Joseph Krajcik serves as director of the CREATE for STEM Institute and is the Lappan-Phillips Professor of Science Education at Michigan State University. In his role as director of CREATE, he works with faculty, teachers and researchers to improve the teaching and learning of science, mathematics and engineering kindergarten through college by engaging in innovation and research. Throughout his career, Joe has focused on working with science teachers to design and test learning environments to reform science teaching practices and to research student learning and engagement in project-based learning environments. He has authored and co-authored books, over 100 manuscripts and curriculum materials.
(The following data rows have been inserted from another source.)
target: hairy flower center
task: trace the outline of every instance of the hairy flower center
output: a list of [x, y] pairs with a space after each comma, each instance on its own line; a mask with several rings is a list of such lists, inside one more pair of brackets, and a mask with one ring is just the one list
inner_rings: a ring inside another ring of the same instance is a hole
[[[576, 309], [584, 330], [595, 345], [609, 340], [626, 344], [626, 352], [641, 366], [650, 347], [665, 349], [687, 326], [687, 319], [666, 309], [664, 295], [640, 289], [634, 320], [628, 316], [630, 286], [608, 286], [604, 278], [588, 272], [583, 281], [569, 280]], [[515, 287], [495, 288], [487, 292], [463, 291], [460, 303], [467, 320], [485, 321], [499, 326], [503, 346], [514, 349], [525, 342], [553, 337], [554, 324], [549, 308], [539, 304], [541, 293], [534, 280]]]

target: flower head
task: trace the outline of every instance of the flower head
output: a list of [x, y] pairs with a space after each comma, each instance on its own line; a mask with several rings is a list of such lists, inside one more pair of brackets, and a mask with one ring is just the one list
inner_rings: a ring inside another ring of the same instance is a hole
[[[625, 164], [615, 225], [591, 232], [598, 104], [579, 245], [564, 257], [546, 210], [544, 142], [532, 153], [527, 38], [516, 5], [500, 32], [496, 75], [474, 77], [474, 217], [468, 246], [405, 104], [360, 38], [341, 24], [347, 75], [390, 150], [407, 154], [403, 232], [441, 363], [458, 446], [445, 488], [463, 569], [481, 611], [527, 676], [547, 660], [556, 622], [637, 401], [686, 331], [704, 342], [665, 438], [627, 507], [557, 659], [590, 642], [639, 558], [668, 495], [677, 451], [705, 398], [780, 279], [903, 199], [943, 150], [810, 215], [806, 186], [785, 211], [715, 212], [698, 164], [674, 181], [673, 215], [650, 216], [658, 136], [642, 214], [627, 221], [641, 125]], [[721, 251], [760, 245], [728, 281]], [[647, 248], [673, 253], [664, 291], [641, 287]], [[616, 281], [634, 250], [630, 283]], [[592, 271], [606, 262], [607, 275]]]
Joe served as president of the National Association for Research in Science Teaching from which he received the Distinguished Contributions to Science Education Through Research Award in 2010. In 2014 he received from Michigan Science Teachers’ Association the George G. Mallinson Award for overall excellence of contributions to science education. He was honored to receive a Distinguished Professorship from Ewha Woman’s University in Seoul, South Korea in 2009, Guest Professorships from Beijing Normal University in Beijing, China in 2002 and 2018, and the Weston Visiting Professor of Science Education from Weizmann Institute of Science, Israel in 2005. He spent 21 years at the University of Michigan before coming to MSU in 2011. Joe received his Ph.D. in Science Education from the University of Iowa in 1986.
Tang Wee TEO
Tang Wee TEO is an Associate Professor in the Natural Sciences and Science Education (Academic Group) in the National Institute of Education. She is also the Co-Head of the Multi-centric Education, Research and Industry STEM Centre. Tang Wee TEO is a social equity scholar in science education. She applies a critical lens to examine diverse equity issues in science education that affect learners (e.g., science learners with special education needs, lower track students, children aged 6-8, and international students) who are underrepresented in the local and international literature. She has more than a decade of teaching and research experience in STEM teaching and learning, specifically, critical studies of STEM education. Her current work focuses on special education needs science learners and lower track science students. As a trained chemist and chemistry education professor, she also actively publishes in chemistry education journals.